The following report by former ICD secretary, the late Sol Etzioni, who was a member of Kibbutz Tzora, was copied from CALL No. 19.

It was a most stimulating experience to participate in the International Communal Studies Association Conference and the following International Community Meeting, held at the ZEGG commune in Eastern Germany, in the summer of 2001.

The Conference, with some 170 participants from 20 different countries, was a successful mix of academics, from many different backgrounds and fields of expertise, together with members from all the varied types of communal living. Apart from the mass of information gathered, it was most impressive to meet the great number of intelligent, thinking and feeling people, who take communal living seriously and were a pleasure to be with.

Getting such a diverse crowd, including quite a few anarchists at heart, through the complex but well-planned Conference programme of over 60 papers was no easy task. This was done with good-humored firmness by ICSA's retiring President, Bill Metcalf of Australia. (His successor, Prof. Tim Miller of the US, will have a hard act to follow.) The behind-the-scenes work of Christa Falkenstein and other ZEGG members also deserves high praise.

For the first time ever, the Conference was held at a commune, a most successful innovation. It's hard to imagine a better venue than ZEGG. Their warm-hearted welcome to all - some members even giving up their rooms, their multiple facilities - on what was once a Stassi training centre, the insight they gave into their communal life style, their unforgettable singing at all odd times. All these together contributed tremendously to the success of both the Conference and the Meeting... Actually, ZEGG was a controversial choice, largely but not only because of the 'freed love' aspect of its world outlook. (It could well be that some participants were disappointed in this respect.) As a result, a number of prominent communal groups - not only religious ones - didn't take part in either the Conference or the Meeting, much to my regret. Despite this, two members of a Hutterite commune did come and participated actively, and survived apparently unscathed.

The immense variety of the forms of communal living and the aims of their members, was represented by various papers and especially at the Communities Fair. At this, a variety of communities and communal organizations displayed themselves visually and verbally. (My own presentation included the International Communes Desk, my kibbutz and some aspects of the kibbutz movement, including its contributions to Arab/Israeli relations.)

The ICSA Tour, giving a glimpse of three other German communes, was the ideal culmination of the Conference. The choice was inspired, showing very different forms of communal living: artistic-ecological Ufa-Fabrik in the heart of Berlin, politically-minded ultra-economically-communal NiederKaufungen, and newer rural eco-village Sieben Linde. And, no less important was the time for serious talking among the participants of the tour.

The week long International Communes Meeting was very different: smaller, younger, far less intensive, far less organized and far less formal.
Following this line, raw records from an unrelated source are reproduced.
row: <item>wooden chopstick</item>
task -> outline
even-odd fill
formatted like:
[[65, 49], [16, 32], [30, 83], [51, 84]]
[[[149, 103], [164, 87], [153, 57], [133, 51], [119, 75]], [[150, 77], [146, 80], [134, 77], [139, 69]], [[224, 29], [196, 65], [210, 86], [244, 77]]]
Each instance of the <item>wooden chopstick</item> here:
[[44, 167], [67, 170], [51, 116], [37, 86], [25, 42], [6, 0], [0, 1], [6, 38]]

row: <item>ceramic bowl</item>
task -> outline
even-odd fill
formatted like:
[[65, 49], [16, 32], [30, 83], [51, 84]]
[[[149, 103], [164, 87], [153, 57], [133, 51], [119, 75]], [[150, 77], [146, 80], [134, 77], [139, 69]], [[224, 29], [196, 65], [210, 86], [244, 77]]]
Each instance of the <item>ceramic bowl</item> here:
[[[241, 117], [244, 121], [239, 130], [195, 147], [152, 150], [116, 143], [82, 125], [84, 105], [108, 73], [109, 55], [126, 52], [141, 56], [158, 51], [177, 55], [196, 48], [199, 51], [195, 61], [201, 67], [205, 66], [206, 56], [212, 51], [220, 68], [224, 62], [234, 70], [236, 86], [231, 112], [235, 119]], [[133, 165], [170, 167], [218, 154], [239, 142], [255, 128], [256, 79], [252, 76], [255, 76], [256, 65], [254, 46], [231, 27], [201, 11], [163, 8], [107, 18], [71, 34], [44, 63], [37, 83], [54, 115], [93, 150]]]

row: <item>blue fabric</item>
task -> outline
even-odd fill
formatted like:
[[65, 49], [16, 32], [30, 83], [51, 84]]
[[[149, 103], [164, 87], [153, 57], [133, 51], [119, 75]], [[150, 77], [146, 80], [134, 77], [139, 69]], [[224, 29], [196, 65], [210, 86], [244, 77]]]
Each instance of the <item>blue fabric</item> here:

Altogether, some 70 members of various forms of communal living in 19 countries came - including someone from a group of communes of a new religion in Siberia! At the sessions, which were attended by no more than half that number, we got to know one another, exchanged experiences and techniques, and heard about a great variety of life styles and communal activities. (How many variations on the same theme can the human mind - and heart - invent?) Socially, the ICM was very successful, but the hopes of some to set up a roof body of communal living were by no means fulfilled.